A new study has found that five and six-year-olds’ screen-time is linked with low fruit and vegetable consumption and high intake of unhealthy snacks such as crisps, chocolate and biscuits. The research, led by Dr Emma Haycraft, of Loughborough University’s School of Sport, Exercise and Health Sciences and the NCSEM-EM, also suggests that parents’ own tech and eating habits are influential to their youngsters’ behaviours.
The study, titled Clustering and correlates of screen-time and eating behaviours among young children, was funded by the British Heart Foundation and conducted by Dr Natalie Pearson. The aim of the study was to understand how the two concepts are linked in young children and examine some of the factors that are associated with these behaviours.

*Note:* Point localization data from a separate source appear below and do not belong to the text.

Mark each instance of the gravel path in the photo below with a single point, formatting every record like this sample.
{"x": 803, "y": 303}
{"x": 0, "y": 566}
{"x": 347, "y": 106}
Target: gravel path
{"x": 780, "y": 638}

The research project saw parents of 126 children, aged five to six-years-old from the UK, complete a questionnaire that assessed their child’s screen time and consumption of fruit, vegetable and energy-dense foods (such as crisps, chocolate, biscuits and sweets); the parents also reported on their own screen and eating behaviours. The results found that screen-time and poor eating were consistently linked and that parents’ habits were also related to their youngsters’ behaviours.
The study also revealed that children who ate meals in front of the TV and children who had a higher availability of energy-dense snack foods at home were more likely to have higher screen-time, lower fruit and vegetable consumption and higher energy-dense snack food consumption.